Yes, today has provided a welcome reprieve from yesterday's manic selling, but the question remains as to what factors will bring the bulls back to the fore given the continued Chinese slowdown and impending monetary tightening.
The issue of monetary policy returned today, with Mr Draghi declaring a willingness and ability to increase the scale and scope of asset purchases should it be necessary. Today's rebound in eurozone PMIs showed that the region is picking up, which could be in part attributed to the ECB's QE programme. However, with French Q3 GDP projected at 0.1% and German Q3 expected at 0.4% it is clear that despite improvement, the eurozone recovery is far from inspiring.
A slow eurozone recovery is just one of many fears at the ECB which could force its hand to up QE in the future, with disinflation seen as one of the biggest issues that could require a more accommodative mindset for all the major central banks.
US crude inventories fell for the second consecutive week, helping raise US light crude back above $47/barrel. Within a wider context, US shale producers are finding their credit lines shrinking as banks revalue their decreasing reserves, which have been hit by falling investment amid tumbling prices. While the issue of low prices could be around for some time yet, the price war finally appears to be having an impact upon the ability of US shale producers to do business. This, in turn, is pushing oil prices towards a tentative short-term recovery.
The Volkswagen scandal continues to rumble on, despite the firm regaining almost 4% in trading today.
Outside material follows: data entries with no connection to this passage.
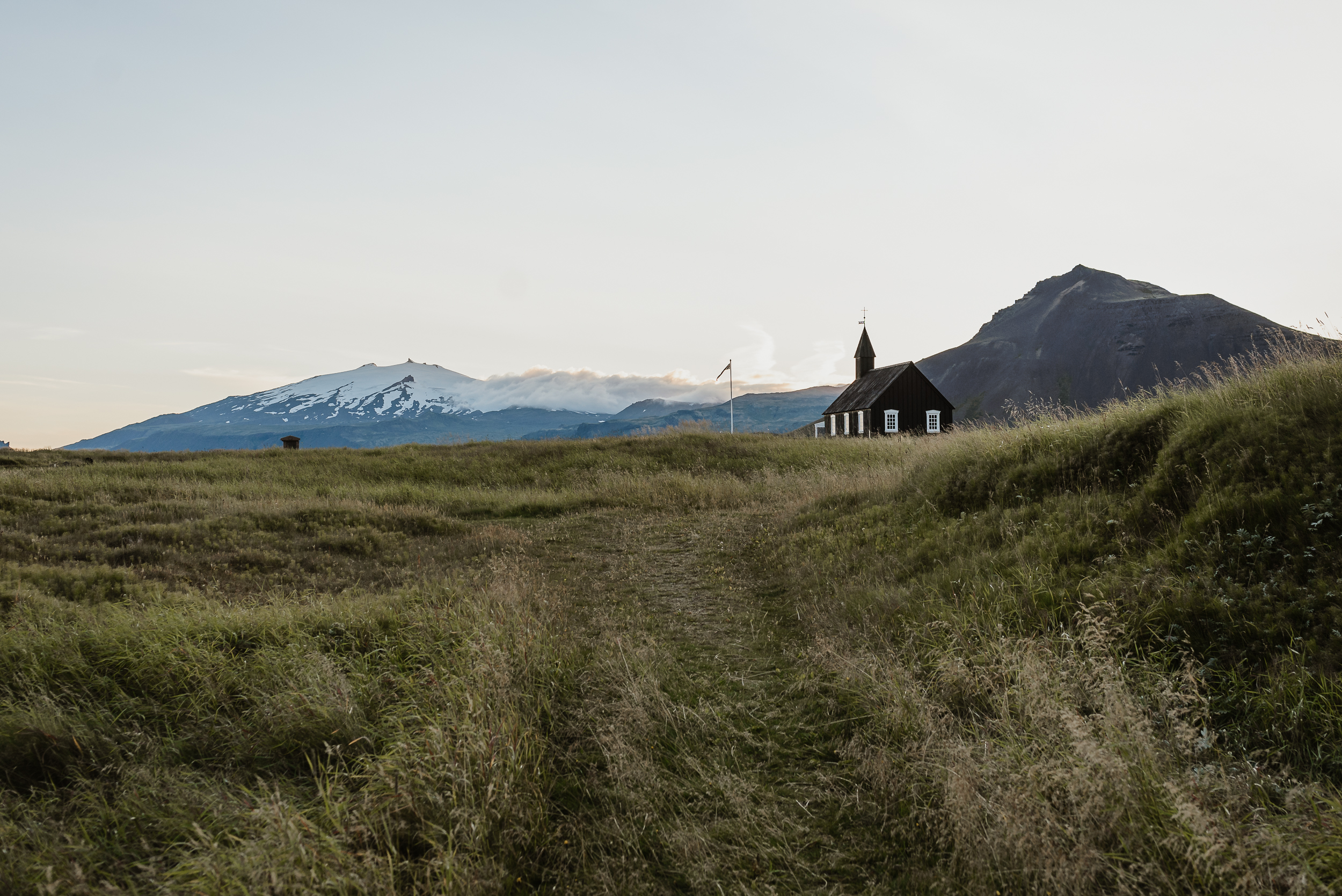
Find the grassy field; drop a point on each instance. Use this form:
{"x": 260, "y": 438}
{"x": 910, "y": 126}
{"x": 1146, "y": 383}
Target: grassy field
{"x": 1082, "y": 655}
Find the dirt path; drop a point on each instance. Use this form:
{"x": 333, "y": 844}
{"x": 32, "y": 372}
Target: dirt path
{"x": 702, "y": 752}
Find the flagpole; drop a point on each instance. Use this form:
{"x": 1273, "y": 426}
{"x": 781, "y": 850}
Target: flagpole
{"x": 732, "y": 394}
{"x": 732, "y": 400}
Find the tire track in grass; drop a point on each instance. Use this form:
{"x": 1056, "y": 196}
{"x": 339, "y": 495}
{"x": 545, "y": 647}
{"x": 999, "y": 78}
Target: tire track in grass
{"x": 701, "y": 752}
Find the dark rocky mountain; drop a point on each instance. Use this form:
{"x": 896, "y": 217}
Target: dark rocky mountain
{"x": 1089, "y": 336}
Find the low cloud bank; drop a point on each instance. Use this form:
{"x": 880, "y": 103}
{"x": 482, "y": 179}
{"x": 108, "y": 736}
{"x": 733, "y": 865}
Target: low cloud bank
{"x": 597, "y": 392}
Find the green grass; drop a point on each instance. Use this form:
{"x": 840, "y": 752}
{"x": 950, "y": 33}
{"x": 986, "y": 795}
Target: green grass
{"x": 1085, "y": 654}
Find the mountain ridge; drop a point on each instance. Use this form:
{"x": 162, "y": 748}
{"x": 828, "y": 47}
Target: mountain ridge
{"x": 1089, "y": 336}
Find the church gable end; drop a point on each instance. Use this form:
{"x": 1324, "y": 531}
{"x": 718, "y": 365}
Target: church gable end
{"x": 886, "y": 400}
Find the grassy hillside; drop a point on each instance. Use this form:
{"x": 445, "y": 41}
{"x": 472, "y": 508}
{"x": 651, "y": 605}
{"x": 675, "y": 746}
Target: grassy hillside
{"x": 1081, "y": 655}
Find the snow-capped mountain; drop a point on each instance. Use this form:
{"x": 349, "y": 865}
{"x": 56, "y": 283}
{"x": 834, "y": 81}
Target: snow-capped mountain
{"x": 366, "y": 394}
{"x": 420, "y": 403}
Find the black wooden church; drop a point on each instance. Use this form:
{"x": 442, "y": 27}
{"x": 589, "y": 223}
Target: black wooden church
{"x": 885, "y": 400}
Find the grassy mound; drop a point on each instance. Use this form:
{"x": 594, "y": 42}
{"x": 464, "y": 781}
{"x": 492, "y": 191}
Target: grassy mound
{"x": 1102, "y": 649}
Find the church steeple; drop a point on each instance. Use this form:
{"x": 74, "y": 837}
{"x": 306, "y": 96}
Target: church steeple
{"x": 865, "y": 354}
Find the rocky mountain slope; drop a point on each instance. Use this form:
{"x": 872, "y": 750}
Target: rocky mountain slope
{"x": 1089, "y": 336}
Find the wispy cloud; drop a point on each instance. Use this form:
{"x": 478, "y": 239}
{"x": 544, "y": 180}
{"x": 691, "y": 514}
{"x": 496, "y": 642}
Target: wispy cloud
{"x": 234, "y": 373}
{"x": 42, "y": 383}
{"x": 41, "y": 333}
{"x": 53, "y": 334}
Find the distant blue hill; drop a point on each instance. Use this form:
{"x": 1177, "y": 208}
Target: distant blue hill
{"x": 420, "y": 403}
{"x": 755, "y": 412}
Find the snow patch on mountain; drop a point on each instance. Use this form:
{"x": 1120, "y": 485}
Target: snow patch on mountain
{"x": 366, "y": 394}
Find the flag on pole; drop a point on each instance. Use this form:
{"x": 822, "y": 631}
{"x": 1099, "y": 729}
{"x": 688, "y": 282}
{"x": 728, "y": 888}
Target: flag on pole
{"x": 732, "y": 399}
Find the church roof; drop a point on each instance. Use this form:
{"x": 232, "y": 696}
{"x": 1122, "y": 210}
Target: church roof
{"x": 865, "y": 349}
{"x": 863, "y": 392}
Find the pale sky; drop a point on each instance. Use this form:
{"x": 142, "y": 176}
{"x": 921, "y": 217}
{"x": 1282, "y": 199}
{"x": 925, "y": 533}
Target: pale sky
{"x": 210, "y": 199}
The question marks remain over how far this issue reaches, with the possibility that it could have become standard industry practice hanging over the sector.
On a day which saw German manufacturing growth falter, any slowdown in the industry would be a big blow to the economy. In isolation Volkswagen would be a single issue, yet should it be a wider matter this will be both a PR and financial nightmare for both company and nation.